Friday, Jun. 21, 1963

Born. To Peter O'Toole, 29, fast-rising Irish cinemactor (Lawrence of Arabia), currently making Becket with Richard Burton, and Welsh Actress Sian Phillips, 28: a second child, second daughter; in Dublin.

Divorced. By Alfred Bertram ("Bud") Guthrie Jr., 62, novelist (The Way West) and screenwriter (Shane); Harriet Larson Guthrie, 55; on grounds of cruelty; after 32 years of marriage, two children; in Billings, Mont.

Died. Georges Wildenstein, 71, dean of art dealers, a nicely balanced mixture of scholar and bookie with an encyclopedic knowledge of the masters and a computer-like memory (he once spotted an unidentified Watteau, got it for $30), who inherited the house of Wildenstein from his father Nathan in 1934, carried on the family tradition of spot cash for multimillion-dollar collections, blue-chip customers (from Manhattan's Metropolitan Museum to Stavros Niarchos) and controversy (he caused a national uproar in 1960 after he outbid the Louvre for a De La Tour, then exported it to the Met, making himself a profit of at least $500,000); of a heart attack; in Paris.

Died. Ira Haupt, 74, one of Wall Street's better-known stockbrokers, who began as a runner at 13, was a member of the Stock Exchange at 24, built a thriving brokerage house with ten offices across the U.S., and used his wealth to grow orchids and, with his wife, Seventeen Editor and Publisher Enid Haupt, collect French impressionist art; of cancer; in Manhattan.

Died. Gaston Ramon, 76, French microbiologist, who followed in Louis Pasteur's footsteps at the Pasteur Institute, in 1923 developed the first safe and effective diphtheria vaccine, later produced the first antitetanus vaccine; of a heart attack; in Paris.

Died.

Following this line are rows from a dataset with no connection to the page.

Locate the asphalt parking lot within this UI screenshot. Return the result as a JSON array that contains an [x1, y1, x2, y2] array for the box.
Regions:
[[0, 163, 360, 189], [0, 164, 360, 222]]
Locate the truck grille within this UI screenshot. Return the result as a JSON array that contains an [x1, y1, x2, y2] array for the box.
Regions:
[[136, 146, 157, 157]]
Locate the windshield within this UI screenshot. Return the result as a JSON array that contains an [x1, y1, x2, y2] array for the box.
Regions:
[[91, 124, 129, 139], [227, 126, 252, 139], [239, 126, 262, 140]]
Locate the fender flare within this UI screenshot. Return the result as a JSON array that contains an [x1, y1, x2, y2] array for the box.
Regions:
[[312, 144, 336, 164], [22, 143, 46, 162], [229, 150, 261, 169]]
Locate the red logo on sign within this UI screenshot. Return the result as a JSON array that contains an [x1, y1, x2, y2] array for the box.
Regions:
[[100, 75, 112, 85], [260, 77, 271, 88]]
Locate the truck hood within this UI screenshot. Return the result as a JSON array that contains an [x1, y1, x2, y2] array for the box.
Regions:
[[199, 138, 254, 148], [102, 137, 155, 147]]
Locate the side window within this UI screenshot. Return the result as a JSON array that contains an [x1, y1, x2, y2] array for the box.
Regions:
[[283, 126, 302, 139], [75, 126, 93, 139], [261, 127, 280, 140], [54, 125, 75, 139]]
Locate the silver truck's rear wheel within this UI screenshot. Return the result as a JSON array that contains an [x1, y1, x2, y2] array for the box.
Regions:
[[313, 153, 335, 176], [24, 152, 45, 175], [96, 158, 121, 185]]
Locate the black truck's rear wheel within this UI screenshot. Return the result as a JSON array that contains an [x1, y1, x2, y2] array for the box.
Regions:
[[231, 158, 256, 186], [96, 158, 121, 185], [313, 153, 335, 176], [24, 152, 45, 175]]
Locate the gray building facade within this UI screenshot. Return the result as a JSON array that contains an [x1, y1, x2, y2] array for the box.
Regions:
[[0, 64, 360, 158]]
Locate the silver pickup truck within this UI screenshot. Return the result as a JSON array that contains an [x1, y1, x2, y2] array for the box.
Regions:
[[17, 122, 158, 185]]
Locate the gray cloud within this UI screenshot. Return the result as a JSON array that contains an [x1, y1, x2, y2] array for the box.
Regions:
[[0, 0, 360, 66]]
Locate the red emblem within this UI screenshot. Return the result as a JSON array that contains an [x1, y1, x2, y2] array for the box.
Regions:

Victor Frank Ridder, 77, publisher, who with his two brothers took over a Manhattan German-language weekly from their father in 1915, put together a chain of eight profitable newspapers in one-paper cities (among them St. Paul and Duluth, Minn., Long Beach and Pasadena, Calif.), plus the country's oldest business paper, the 136-year-old Journal of Commerce; of a heart attack; in Manhattan.

Died. Andrew Browne Cunningham, 80, Viscount of Hyndhope, a crusty, klaxon-voiced sea dog who as Britain's Mediterranean commander in chief in World War II sank the pride of the Italian navy at Taranto and Cape Matapan, blocking Rommel's supply route and turning Mussolini's vaunted Mare Nostrum into "Cunningham's Pond"; of a heart attack; in London.

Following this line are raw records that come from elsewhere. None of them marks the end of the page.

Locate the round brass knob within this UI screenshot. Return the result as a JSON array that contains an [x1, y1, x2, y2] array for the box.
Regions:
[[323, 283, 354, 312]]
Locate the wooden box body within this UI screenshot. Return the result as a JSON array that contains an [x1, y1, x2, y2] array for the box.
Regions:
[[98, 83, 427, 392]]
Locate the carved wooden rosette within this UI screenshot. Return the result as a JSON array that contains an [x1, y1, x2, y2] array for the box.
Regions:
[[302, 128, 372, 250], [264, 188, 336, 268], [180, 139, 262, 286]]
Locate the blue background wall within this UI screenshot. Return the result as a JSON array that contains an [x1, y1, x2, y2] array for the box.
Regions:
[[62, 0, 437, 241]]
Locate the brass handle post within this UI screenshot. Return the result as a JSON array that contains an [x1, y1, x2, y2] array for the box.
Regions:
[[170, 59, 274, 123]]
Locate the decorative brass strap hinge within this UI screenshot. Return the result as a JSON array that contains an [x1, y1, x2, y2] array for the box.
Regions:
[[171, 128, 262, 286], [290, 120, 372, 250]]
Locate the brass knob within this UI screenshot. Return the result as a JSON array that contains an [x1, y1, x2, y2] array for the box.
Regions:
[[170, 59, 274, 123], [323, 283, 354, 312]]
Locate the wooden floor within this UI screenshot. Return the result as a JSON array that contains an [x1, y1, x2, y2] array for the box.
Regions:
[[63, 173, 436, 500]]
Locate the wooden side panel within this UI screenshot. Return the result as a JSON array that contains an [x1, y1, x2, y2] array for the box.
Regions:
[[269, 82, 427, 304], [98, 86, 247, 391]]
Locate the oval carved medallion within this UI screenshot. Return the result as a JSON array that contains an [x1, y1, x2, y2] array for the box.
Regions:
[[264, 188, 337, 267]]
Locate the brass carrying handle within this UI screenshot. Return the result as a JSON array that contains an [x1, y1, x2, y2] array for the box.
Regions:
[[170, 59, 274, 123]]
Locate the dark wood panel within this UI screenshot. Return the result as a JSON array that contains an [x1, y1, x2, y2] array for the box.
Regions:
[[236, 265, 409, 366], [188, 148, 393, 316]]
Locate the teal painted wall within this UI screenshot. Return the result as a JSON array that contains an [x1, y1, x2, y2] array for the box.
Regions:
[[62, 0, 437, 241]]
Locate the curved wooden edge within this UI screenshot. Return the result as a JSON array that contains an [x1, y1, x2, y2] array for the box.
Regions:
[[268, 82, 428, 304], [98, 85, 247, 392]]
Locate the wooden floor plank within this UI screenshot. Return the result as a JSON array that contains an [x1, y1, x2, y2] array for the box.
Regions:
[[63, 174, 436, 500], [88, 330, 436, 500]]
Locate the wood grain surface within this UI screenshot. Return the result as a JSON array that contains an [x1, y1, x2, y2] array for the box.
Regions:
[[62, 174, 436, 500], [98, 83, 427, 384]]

Died. Cromwell Arthur Bedford Halvorson, 80, inventor and General Electric engineer, who turned Thomas Edison's original light bulb into a flood of stop lights, headlights and searchlights, most notably the arc light that in 1911 made Broadway the Great White Way; of a heart attack; in Salem, Mass.

Died. Jacques Villon (real name: Gaston Duchamp), 87, French painter and engraver, a Norman notary's son who as a youth took the last name of Vagabond Poet Francois Villon, with his younger brother Marcel Duchamp joined the Cubists in 1911, but won only minor notice until after World War II, when he turned to gayer colors and greater realism, becoming a favorite of U.S. museums; of uremic poisoning; in the Paris suburb, Puteaux.